In effect, this means he is likely to be either a puppet actor (potentially even a full-time intelligence agent) or a construct – a straw man designed to draw attention away from the root aims of the state.
The purpose of these distractions is to confound security analysts’ attempts to plug the gaps hackers are entering through – if you don’t know whether you are facing a single hacker in a basement in Kraków or the combined power of a state intelligence agency, it’s hard to know how to prepare against attack.
As a result, it’s essential that security directors have a comprehensive view over all their defence systems in order to identify a wide range of attack types. The best way to counter an unknown enemy is to have visibility into activity at all entry points.
State-sponsored hackers are also often identifiable by their dedication to a specific target.

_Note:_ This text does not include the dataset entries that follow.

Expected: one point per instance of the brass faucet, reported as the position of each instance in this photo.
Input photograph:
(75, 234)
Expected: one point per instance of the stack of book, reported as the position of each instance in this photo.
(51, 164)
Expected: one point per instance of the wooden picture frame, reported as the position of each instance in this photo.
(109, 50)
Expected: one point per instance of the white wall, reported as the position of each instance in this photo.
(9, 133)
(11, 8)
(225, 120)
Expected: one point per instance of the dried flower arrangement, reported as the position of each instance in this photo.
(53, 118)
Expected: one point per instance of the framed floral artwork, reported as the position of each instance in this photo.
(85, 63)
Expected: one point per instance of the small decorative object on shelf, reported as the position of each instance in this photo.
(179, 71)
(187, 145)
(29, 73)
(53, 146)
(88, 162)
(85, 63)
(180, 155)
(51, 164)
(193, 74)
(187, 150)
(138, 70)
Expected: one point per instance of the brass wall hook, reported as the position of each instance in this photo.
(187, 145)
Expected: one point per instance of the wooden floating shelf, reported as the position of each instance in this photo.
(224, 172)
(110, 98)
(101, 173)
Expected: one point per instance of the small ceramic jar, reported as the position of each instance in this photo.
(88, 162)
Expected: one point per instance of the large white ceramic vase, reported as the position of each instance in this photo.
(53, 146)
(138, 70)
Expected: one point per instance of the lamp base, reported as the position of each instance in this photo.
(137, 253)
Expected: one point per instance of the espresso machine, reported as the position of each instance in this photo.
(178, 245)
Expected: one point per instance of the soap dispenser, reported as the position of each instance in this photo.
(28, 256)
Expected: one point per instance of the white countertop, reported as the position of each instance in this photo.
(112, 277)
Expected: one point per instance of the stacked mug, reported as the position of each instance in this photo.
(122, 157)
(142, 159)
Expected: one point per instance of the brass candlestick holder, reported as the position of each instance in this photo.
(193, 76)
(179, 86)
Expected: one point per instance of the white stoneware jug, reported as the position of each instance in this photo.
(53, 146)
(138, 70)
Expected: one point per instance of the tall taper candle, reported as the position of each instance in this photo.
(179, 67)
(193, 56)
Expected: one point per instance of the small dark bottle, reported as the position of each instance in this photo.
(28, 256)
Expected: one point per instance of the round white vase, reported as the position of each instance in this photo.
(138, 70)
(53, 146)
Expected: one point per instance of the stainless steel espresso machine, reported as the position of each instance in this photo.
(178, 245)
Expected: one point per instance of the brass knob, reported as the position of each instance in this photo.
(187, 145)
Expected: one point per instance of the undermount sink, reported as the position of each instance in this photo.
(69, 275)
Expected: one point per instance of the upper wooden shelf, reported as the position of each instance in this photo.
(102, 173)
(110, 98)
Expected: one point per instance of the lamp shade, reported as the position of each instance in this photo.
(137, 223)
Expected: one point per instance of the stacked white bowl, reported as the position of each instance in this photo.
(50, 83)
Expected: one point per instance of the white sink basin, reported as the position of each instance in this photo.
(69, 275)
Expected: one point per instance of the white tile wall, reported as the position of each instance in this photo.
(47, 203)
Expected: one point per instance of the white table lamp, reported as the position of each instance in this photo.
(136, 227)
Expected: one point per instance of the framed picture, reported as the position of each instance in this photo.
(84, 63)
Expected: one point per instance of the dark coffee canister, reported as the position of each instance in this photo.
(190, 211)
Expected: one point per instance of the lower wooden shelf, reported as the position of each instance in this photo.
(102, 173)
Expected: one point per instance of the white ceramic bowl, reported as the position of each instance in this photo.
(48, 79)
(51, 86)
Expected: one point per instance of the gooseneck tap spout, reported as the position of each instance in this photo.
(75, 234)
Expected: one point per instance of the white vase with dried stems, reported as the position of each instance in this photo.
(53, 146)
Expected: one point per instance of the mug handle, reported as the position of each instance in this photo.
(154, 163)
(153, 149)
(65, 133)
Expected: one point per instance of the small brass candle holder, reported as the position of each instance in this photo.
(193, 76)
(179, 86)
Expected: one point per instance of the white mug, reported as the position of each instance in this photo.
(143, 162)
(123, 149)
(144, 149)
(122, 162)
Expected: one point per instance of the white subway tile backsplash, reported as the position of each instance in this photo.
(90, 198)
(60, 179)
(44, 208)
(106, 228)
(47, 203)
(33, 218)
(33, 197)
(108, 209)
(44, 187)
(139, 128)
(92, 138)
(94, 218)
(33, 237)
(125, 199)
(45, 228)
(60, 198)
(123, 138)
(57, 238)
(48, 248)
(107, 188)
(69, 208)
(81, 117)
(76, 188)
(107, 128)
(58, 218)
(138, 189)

Criminal hacking is usually designed to target the largest possible number of victims in order to increase the chances that someone will click on a malicious link or mistakenly transfer money.
By contrast, state hackers are more likely to have a particular high-value target in their sights, and as such, will often dedicate more time and effort to finding an entry point.
For example, the WADA breach was executed through a successful spearphishing campaign, in which phishing emails were closely tailored to that particular organisation, containing details and inside knowledge which fool employees into believing the communications are genuine.
They then open malicious documents or install malicious software. Another example of this is the so-called ‘CEO scam’ method, in which an email purporting to be from the company chief requests the employee make a money transfer to the attacker.
Organisations need to ensure they have strict communications policies in place in order to combat this, and educate their employees in the types of email they can expect to receive from management, and what is likely to be malicious. Caution is of paramount importance – any irregularity should be viewed with suspicion.
Another frequently deployed tactic is to quietly remain embedded on the network once access has been gained.
For example, some malware can edit its code once installed to mask its presence, making it harder for security solutions to backtrace it and remove it.
It can then gather sensitive data in secret, either extracting personal details or monitoring communications and feeding it back to the hacker. This has the added benefit of allowing the hacker to develop a long-term picture of the target organisation – its habits, regular contacts, ongoing crises and so on.
As a result, security teams need to be aware that a lack of immediate fallout after a suspicious incident does not necessarily mean that the danger is past – it may be only biding its time.
State-sponsored hacking is becoming an increasingly public cyber threat, and organisations across the world need to ready themselves for the possibility of a highly targeted, stealthy attack.
Many organisations are used to the idea of scattergun cyber crime, but are unprepared to meet a well-equipped and dedicated state-level attacker. It is the duty of security operations directors to address this now, and ensure that they have complete visibility into their security posture.
With hackers’ tactics evolving all the time, a comprehensive and flexible threat response is a must – neither governments nor enterprises can afford to leave the back door open.